TED Talk Founder Richard Saul Wurman (right) sits with Dean Chang (left), associate vice president for innovation and entrepreneurship, at the Voices of Social Change lecture in Stamp Student Union last night.
Ignorance, failure and terror might actually be crucial components of achieving success, according to author and TED Talks founder Richard Saul Wurman.
Wurman, who is best known for his work with the TED conference series, focused on his life experiences and beliefs in a talk to university students and faculty last night titled “The Next Great Solutions to our World’s Social Challenges,” as part of the Voices of Social Change series.
“I am personally not interested in spreading ideas, I am personally deeply and passionately committed to doing good work, and it is all I care about,” Wurman said.
Wurman created the TED conference in 1984, ran it for 18 years and then sold it. When he was involved with TED, it was just a hobby, he said. It was not his life.
He has published 83 books and has organized conferences around the world. But Wurman, driven by curiosity, said he only takes on projects that he does not understand, giving him an unlimited capacity to think and grow.
“I worship at the foot of my ignorance. I am so proud to be more ignorant than anybody else in this room,” Wurman said. “The terror, the absolute terror of not knowing is my friend and comfort is not my friend.”
Wurman said he loves learning about different aspects of the world and discovering how they are connected. But he said the current education system does not foster this kind of knowledge.
“Most of people’s lives are: You memorize something you’re not interested in, get tested on it, forget it, then memorize something you’re not interested in, get tested on it, forget it,” he said.
Instead, education should be approached from the “bottom up,” rather than the “top down,” he said.
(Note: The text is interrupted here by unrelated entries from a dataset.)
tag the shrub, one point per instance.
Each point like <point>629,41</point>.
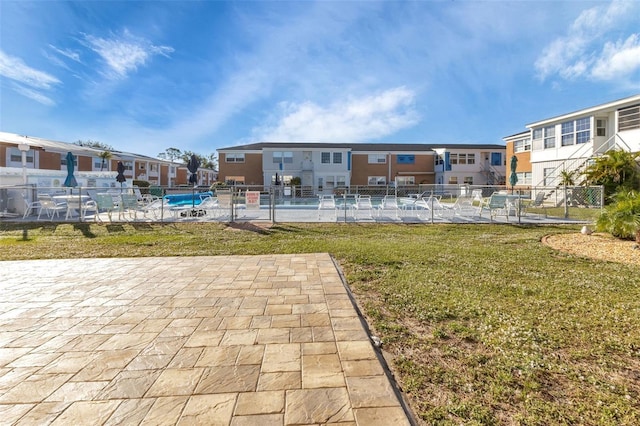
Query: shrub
<point>622,217</point>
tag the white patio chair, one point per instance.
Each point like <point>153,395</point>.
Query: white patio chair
<point>129,204</point>
<point>30,207</point>
<point>464,207</point>
<point>431,205</point>
<point>104,202</point>
<point>389,207</point>
<point>51,207</point>
<point>327,207</point>
<point>363,208</point>
<point>497,205</point>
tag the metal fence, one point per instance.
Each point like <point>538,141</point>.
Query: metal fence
<point>286,203</point>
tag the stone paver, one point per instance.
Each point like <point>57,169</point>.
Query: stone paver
<point>228,340</point>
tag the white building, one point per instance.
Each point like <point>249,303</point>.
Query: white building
<point>569,142</point>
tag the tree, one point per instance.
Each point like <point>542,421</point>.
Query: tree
<point>616,170</point>
<point>622,218</point>
<point>105,156</point>
<point>208,162</point>
<point>567,178</point>
<point>94,144</point>
<point>171,154</point>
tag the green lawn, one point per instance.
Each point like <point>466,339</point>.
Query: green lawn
<point>483,324</point>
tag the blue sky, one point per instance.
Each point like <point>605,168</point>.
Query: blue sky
<point>143,76</point>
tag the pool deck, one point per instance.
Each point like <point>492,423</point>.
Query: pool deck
<point>227,340</point>
<point>311,214</point>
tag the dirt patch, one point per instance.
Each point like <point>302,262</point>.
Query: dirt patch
<point>598,246</point>
<point>258,227</point>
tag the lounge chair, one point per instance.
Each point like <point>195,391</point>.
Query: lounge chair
<point>50,206</point>
<point>327,205</point>
<point>104,202</point>
<point>497,205</point>
<point>464,207</point>
<point>426,207</point>
<point>363,208</point>
<point>30,207</point>
<point>389,207</point>
<point>128,203</point>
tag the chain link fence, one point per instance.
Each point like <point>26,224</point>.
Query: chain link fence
<point>287,203</point>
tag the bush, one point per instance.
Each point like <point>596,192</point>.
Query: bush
<point>622,217</point>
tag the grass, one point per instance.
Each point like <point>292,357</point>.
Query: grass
<point>483,324</point>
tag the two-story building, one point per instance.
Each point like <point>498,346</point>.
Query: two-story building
<point>334,165</point>
<point>569,142</point>
<point>45,162</point>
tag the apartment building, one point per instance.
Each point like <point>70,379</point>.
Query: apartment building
<point>569,142</point>
<point>45,164</point>
<point>333,165</point>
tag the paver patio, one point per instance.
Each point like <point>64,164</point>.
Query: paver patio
<point>228,340</point>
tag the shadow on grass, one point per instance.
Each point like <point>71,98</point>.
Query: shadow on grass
<point>115,228</point>
<point>85,228</point>
<point>248,226</point>
<point>142,226</point>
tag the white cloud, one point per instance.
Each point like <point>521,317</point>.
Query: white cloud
<point>75,56</point>
<point>27,81</point>
<point>33,94</point>
<point>125,54</point>
<point>353,120</point>
<point>580,52</point>
<point>15,69</point>
<point>618,59</point>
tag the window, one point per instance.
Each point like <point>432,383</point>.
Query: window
<point>233,180</point>
<point>522,145</point>
<point>549,177</point>
<point>578,131</point>
<point>583,130</point>
<point>377,180</point>
<point>234,158</point>
<point>280,157</point>
<point>549,137</point>
<point>377,159</point>
<point>16,156</point>
<point>329,182</point>
<point>524,178</point>
<point>567,137</point>
<point>405,180</point>
<point>629,118</point>
<point>601,127</point>
<point>63,160</point>
<point>406,159</point>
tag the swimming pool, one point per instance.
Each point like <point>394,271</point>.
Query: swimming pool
<point>187,199</point>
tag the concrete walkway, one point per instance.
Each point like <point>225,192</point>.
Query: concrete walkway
<point>236,340</point>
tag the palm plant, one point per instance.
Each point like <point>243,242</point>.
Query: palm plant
<point>614,170</point>
<point>567,178</point>
<point>105,156</point>
<point>622,218</point>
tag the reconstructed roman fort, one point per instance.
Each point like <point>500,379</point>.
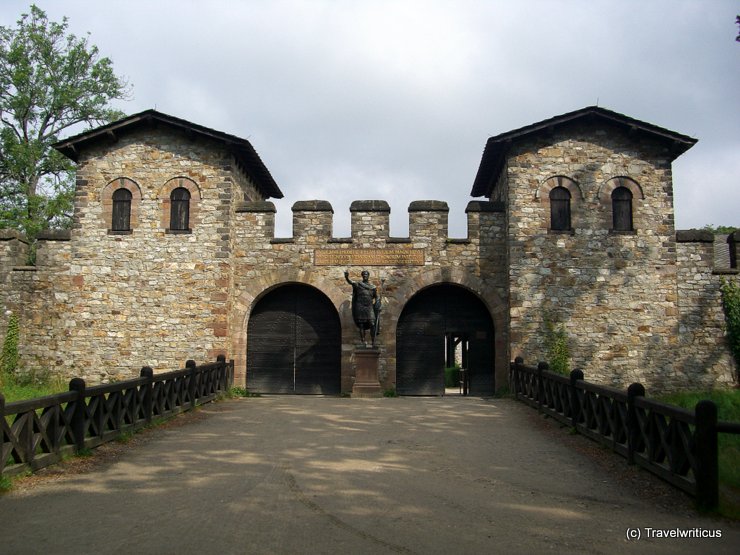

Wurman’s work is often described as “innovative,” he said, but that word has lost its meaning after being overused. He defined innovation with the acronym ANOSE: addition, need, opposites, subtraction and epiphany.
Wurman graduated at the top of his class from the University of Pennsylvania, but he faced challenges in the real world after graduating.
“I was not successful, and I later became less successful, and I was not certainly taken seriously, and it was a struggle,” Wurman said. “You have to accept that you’re going to fail, and I fail a lot, and I have failed and I’ll still fail.”
Wurman stressed that he was not espousing a way of life or trying to attract followers, but rather explaining what approaches he has taken in his life. He emphasized the importance of listening, asking thoughtful questions and surrounding oneself with people who are more intelligent to achieve goals.
Craig Slack, Stamp Student Union’s Leadership and Community Service Learning director, said he hopes Wurman’s ideas about mindset and resiliency resonate with university students.
“You have so many failures before you hit on success, so how does resiliency come into play to help me continue to move forward?“ Slack said.
Several students attended Wurman’s lecture because of their familiarity with TED. Junior elementary education major Ann Marie Huisentruit said she attended Wurman’s lecture because TED Talks encouraged her to “dream bigger.” She was not disappointed that Wurman did not focus on the series, however.
“It was really inspiring to hear what his experience has been, and I really appreciated his honesty in a lot of things because he didn’t just try to sugarcoat everything,” Huisentruit said.
Jonas Okafor, a junior enrolled in letters and sciences, said he came to the talk to receive extra credit for a class, but ended up staying the entire time because he was so interested in what Wurman was saying.
“I feel like we already know about TED,” Okafor said. “We watch the videos, we know the format, we know how it works. I think what matters, or what I appreciate, is that we can draw from his experiences and learn from his lessons.”